House takes the form of a series of derelict basement rooms, the first of which is home to a trackball controller and HD display set into a dressing table. Using the trackball in conjunction with two buttons – forwards and jump – visitors are able to explore Fackin ’ELL, a virtual tube station located on a fictional variation of the Central Line, apparently wedged in next to Liverpool Street. All routes to the surface are blocked by piles of rubble (a design choice that will be instantly recognisable to anyone who’s played an FPS in the last ten years), and exploring deeper into the station reveals rooms filled with mysterious dancers, an Escher-like tube platform tacked on at an alarming (and fatal) 45-degree angle, and a burnt-out train carriage. Navigating the carriage leads to a lengthy jaunt down an empty tunnel, until the track fragments and a huge, rocky cavern opens up, offering hints of a volcanic netherworld beyond, before an invisible wall curtails any further exploration.
And beyond the dressing-table console itself, the rest of the basement gallery is made up of empty chambers, many of which feature a gentle bleeding of real and virtual elements as brick walls are interspersed with panels displaying brick textures, and a mirror gives a view into a nearly identical computer-generated corridor.
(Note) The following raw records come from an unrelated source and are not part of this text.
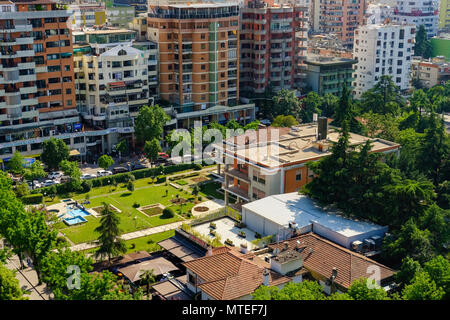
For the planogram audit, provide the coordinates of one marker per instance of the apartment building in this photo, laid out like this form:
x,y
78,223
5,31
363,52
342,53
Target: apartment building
x,y
341,17
87,15
37,92
418,12
382,49
273,47
273,160
111,79
431,72
120,16
199,61
329,74
444,14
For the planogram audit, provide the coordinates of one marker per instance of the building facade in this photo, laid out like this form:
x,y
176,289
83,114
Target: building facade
x,y
382,49
37,99
329,74
444,14
418,12
198,60
273,47
111,78
341,17
431,72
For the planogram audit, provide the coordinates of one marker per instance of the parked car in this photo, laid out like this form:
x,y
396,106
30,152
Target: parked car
x,y
87,176
103,173
137,166
48,183
119,170
55,175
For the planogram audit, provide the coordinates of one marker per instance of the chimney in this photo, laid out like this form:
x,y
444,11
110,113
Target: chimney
x,y
266,277
322,128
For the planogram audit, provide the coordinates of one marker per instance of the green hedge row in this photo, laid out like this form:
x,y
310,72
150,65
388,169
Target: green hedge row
x,y
33,198
158,172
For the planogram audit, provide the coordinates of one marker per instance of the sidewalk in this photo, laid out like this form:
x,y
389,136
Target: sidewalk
x,y
28,281
131,235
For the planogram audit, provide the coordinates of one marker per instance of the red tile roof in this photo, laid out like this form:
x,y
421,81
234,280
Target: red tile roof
x,y
227,276
327,255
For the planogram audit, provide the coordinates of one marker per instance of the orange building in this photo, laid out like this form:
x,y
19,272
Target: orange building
x,y
36,75
273,160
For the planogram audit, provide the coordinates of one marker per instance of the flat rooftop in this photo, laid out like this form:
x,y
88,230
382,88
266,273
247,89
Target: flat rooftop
x,y
277,147
293,207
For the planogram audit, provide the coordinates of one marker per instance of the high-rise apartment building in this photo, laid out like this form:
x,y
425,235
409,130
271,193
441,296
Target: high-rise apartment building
x,y
382,49
341,17
418,12
112,84
444,14
37,93
273,47
198,60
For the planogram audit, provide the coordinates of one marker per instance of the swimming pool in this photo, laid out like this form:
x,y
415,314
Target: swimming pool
x,y
75,220
77,213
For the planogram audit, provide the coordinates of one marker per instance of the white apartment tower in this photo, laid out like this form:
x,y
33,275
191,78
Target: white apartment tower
x,y
418,12
382,49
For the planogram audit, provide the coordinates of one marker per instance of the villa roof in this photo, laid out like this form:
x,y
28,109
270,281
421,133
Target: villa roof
x,y
321,256
228,276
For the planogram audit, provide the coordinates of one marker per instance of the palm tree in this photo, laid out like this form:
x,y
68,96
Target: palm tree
x,y
147,277
110,242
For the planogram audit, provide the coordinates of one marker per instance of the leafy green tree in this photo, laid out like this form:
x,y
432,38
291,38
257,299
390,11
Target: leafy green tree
x,y
285,102
152,149
123,147
149,123
105,161
70,168
110,242
36,171
422,287
54,268
9,285
147,277
16,163
407,271
22,190
439,270
53,152
359,290
422,46
284,121
383,98
130,186
310,106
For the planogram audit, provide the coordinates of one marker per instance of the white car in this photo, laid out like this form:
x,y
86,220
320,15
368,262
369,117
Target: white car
x,y
55,175
87,176
103,173
48,183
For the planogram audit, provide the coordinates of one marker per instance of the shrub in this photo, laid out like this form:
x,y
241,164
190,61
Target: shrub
x,y
168,213
33,198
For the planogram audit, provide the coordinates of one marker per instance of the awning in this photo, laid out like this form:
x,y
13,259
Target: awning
x,y
180,250
74,152
159,266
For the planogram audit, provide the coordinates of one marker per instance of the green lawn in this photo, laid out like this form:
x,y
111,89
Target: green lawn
x,y
147,243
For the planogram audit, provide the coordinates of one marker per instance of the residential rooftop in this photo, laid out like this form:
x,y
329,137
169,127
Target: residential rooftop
x,y
279,147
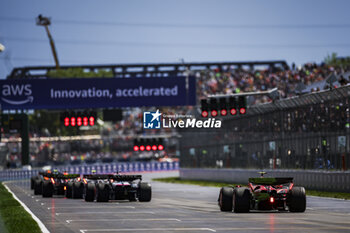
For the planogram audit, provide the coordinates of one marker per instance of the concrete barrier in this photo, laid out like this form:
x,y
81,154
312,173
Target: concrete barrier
x,y
100,168
311,179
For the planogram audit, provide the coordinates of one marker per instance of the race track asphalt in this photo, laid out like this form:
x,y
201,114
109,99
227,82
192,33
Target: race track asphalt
x,y
178,208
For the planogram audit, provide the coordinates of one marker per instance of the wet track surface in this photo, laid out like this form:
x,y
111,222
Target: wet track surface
x,y
178,208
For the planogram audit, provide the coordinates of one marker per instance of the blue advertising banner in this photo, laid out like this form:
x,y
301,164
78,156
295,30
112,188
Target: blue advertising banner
x,y
96,93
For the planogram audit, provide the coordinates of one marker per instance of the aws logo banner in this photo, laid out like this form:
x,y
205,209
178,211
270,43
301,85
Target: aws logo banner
x,y
17,94
90,93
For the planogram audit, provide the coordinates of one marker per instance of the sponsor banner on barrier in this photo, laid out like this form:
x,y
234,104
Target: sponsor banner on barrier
x,y
96,93
104,168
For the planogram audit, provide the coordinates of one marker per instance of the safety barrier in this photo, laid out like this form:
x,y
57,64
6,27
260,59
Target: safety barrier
x,y
100,168
310,179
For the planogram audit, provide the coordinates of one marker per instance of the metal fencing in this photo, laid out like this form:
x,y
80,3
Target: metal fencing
x,y
314,180
307,132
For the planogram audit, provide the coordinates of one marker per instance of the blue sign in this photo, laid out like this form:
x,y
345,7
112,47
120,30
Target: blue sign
x,y
96,93
151,120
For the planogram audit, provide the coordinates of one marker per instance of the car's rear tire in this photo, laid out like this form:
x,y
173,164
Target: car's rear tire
x,y
69,189
32,181
145,192
241,200
90,192
38,189
102,192
78,190
131,196
225,198
297,199
47,188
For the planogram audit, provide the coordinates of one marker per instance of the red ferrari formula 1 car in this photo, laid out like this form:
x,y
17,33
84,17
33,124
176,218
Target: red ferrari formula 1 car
x,y
263,194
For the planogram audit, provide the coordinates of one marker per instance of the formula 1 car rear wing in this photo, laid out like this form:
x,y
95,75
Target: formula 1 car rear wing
x,y
271,181
59,175
117,177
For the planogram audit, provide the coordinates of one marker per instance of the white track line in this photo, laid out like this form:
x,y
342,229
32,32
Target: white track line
x,y
91,207
114,220
148,229
41,225
114,213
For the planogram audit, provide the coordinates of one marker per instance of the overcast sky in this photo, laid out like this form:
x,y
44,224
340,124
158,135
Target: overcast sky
x,y
159,31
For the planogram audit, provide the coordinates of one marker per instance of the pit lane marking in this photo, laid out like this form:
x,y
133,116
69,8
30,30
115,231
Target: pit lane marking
x,y
148,229
114,213
114,220
90,207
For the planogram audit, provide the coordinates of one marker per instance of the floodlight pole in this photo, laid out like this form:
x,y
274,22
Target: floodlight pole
x,y
45,21
187,70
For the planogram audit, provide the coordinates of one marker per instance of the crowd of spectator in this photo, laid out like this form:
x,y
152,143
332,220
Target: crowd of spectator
x,y
235,80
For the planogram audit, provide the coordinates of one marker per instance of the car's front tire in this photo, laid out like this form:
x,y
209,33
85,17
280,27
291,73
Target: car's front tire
x,y
78,190
241,200
90,192
102,192
47,188
225,198
297,200
145,192
38,189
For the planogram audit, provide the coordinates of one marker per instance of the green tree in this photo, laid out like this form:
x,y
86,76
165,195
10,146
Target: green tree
x,y
79,73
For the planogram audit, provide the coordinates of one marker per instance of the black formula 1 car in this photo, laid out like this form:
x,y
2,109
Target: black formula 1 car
x,y
49,183
263,194
105,187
This wider environment, combined with the shuffling, stuttering soundtrack fed through the rooms, invokes an unnerving atmosphere, but most of House’s power to involve comes from simply taking a game-like space and shaking almost all of the rules out of it, relying instead on gaming’s inherent ability to push its players towards exploration and experimentation. While the name SwanQuake may hint at a tritely defined collision of high- and low-brow cultures, in reality, igloo’s co-opting of game mechanics allows for the blurring of boundaries between investigation, deconstruction, and ultimately, participation in the display. One of the more interesting examples of ‘game art’ yet revealed, it’s promising to see work that suggests that other artforms may have as much to learn from game design as game design has already learnt from them.